# 322 won't run both TV's, hookup help



## bobed2121 (Apr 5, 2007)

Well I finally got my 211 to work for my HD TV and 322 to work for the SD TV. Now I'm trying to hook up a second TV to my 322. Here is what I did so far. At the TV box (outside on the house) my Dish runs two white coax cables to the TV box. On white cable is connected directly into my 211 reciever in my living room. One cable one receiver one TV. Works great.

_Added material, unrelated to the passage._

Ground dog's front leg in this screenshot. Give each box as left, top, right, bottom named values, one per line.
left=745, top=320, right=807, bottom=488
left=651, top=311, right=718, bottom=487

Now the other white cable from the dish runs into a 3 way splitter. I'm not sure if this splitter is a diplixer or not. It's red in color and says Holland STVC on it. There are two connectors on one side, one says "SAT" and the other "VHF/UHF". There is a single connector on the other side that says "IN/OUT". The white dish cable runs into the SAT connector of the splitter and the cable from the room where the 322 is is connected to the IN/OUT of the splitter. I have my third TV connected to the VHF/UHF of the splitter. 
Now in the room where the 322 is there is a single cable from the wall that goes into a separator. The separator has a single INPUT on one side and on the other side a Satelite 1 IN and satelite 2 IN. There are two short cables that go out from the satelite 1 IN and Satelite 2 IN to the 322 receiver's Satelite IN 1 and Satelite IN 2. This connection works fine for the one TV that the 322 is connected to. I can't get the 2nd TV to connect. I took the 322 to the room that the 2nd TV is in and direct connected it and the TV worked. I'm thinking somewhere I have a splitter backwards or should be using something else besides the splitter or diplixer or separator. Any help on my connections would be highly appreciated.


----------



## BNUMM (Dec 24, 2006)

You need two diplexers. One will go before the separator. The coax that is connected to the in/out of the first diplexer will be connected to the in/out of the second diplexer. The sat. port will be connected to the separator. The vhf/uhf will be connected to the TV2 output on the 322.


----------



## dahenny (Apr 16, 2007)

What BNUMM said...simply, TV3 MUST be connected to the "home distribution" of the 322.


----------



## bobed2121 (Apr 5, 2007)

I tried this but something is still wrong. My room where my TV and 322 are has one coax cable from the wall. If I follow your instructions that cable goes into my diplexer IN/OUT connection. Then from there I'm left with UHF/VHF and SAT ports. From the UHF/VHF port I run a single cable to the 322 Home distribution connector TV 2 and from the SAT port a single cable to the separator INPUT. Then the separator outputs SAT 1 and SAT 2 go the the SAT 1 and SAT 2 inputs of the 322 respectively. Does that sound right?


----------